Trump e seus apoiadores acreditam que suas ações frenéticas aumentam o poder americano, quebrando impasses e sacudindo aliados caloteiros ou parasitas. O cessar-fogo proposto na Ucrânia é uma evidência de que ele pode mudar o comportamento dos países. Mas a que custo? Sua guerra comercial está deixando os mercados financeiros em pânico. Os cerca de 40 países que colocaram sua segurança nas mãos dos Estados Unidos desde 1945 estão sofrendo uma crise de confiança. Eles temem a inconsistência e o curto prazo da equipe Trump: um cessar-fogo em Gaza que é bastante parecido com o ucraniano pode entrar em colapso em breve. Em casa, Trump enfrenta freios e contrapesos. No exterior, muito menos. Os aliados estão se perguntando se têm certeza de que Trump ou um eventual presidente J.D. Vance lutariam ao lado deles se o pior acontecesse. Infelizmente, a resposta é: não dá para ter certeza o suficiente.

Essa perda de fé também reflete uma percepção crescente de que coagir aliados é uma consequência inevitável da pauta livre de valores do movimento MAGA. A interdependência dos aliados significa que os Estados Unidos têm mais influência sobre eles do que sobre inimigos como Rússia ou China. Por décadas, o Canadá, a Europa e partes da Ásia confiaram no “pacote de superpotência” dos Estados Unidos — tratados de defesa, acordos comerciais, armas nucleares, o sistema bancário do dólar — porque ele é mutuamente benéfico. Tragicamente, Trump vê isso como uma responsabilidade a arcar.
O nacionalismo econômico do governo e o repúdio ao seu papel de mantenedor da segurança global podem ir mais longe. Empresas estrangeiras estão sendo intimidadas a transferir capital para os Estados Unidos. Alguns assessores da Casa Branca querem tarifas recíprocas, uma forma radical de protecionismo. Em Wall Street, fala-se em esquemas para deprimir o dólar. Elon Musk diz que os Estados Unidos devem sair da Otan; embora Trump não tenha ido tão longe, ele não o contradisse. Os europeus estão explorando novos riscos antes impensáveis: os Estados Unidos têm mecanismos de desativação para caças F-35? Eles podem se recusar a manter o compromisso com a dissuasão nuclear da Grã-Bretanha?
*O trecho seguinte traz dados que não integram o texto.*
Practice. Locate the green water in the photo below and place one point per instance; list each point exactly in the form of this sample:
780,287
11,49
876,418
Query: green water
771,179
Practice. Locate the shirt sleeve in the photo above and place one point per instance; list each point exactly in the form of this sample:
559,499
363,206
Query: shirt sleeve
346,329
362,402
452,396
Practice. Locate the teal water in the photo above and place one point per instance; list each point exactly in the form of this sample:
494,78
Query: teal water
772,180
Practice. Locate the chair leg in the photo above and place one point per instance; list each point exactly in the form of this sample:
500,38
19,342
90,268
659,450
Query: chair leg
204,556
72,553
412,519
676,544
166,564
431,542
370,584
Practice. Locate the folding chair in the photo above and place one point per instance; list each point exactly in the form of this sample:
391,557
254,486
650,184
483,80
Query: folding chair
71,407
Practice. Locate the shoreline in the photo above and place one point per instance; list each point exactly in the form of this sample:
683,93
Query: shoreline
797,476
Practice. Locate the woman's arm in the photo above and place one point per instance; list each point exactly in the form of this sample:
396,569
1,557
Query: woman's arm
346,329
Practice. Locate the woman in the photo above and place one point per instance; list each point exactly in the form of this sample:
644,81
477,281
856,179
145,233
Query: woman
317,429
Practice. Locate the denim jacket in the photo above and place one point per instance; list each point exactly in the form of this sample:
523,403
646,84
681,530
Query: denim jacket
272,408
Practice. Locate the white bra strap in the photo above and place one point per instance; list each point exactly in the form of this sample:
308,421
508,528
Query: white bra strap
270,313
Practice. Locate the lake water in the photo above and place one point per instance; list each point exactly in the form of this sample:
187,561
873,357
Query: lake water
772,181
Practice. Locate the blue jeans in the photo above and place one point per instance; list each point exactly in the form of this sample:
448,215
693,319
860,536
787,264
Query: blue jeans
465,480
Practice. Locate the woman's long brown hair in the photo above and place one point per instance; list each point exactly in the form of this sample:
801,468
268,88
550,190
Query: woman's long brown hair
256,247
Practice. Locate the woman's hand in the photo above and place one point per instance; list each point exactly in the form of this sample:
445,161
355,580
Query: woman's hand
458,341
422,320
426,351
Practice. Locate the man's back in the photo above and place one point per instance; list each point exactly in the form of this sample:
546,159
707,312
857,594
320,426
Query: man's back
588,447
Os aliados asiáticos temem que Trump se volte contra eles em seguida. Austrália, Japão, Coreia do Sul e outros esperam que sua hostilidade à China seja profunda o suficiente para que ele não os abandone. Mas suas queixas a respeito de tratados de comércio e defesa não têm limites geográficos. Dada sua determinação em evitar a terceira guerra mundial com a Rússia envolvendo a questão da Ucrânia, as negociações com a China ou a Coreia do Norte podem fazê-lo oferecer concessões que enfraquecem os aliados e tornam Taiwan mais vulnerável.
Para quem admira os Estados Unidos e suas alianças transatlânticas e do Pacífico, essa mudança é tão extrema e desconhecida que pode ser tentador negar que ela esteja acontecendo e supor que Trump deve recuar. No entanto, quando a segurança do seu povo está em jogo, a negação não é um plano. Os aliados dos Estados Unidos têm um PIB de US$ 37 trilhões, mas não têm poder duro. Bajular o Salão Oval e oferecer-se para comprar produtos americanos os leva apenas até certo ponto. Fazer concessões pode encorajar mais demandas, como o Panamá descobriu. Se os aliados não conseguirem se defender, alguns buscarão uma acomodação com a China ou a Rússia.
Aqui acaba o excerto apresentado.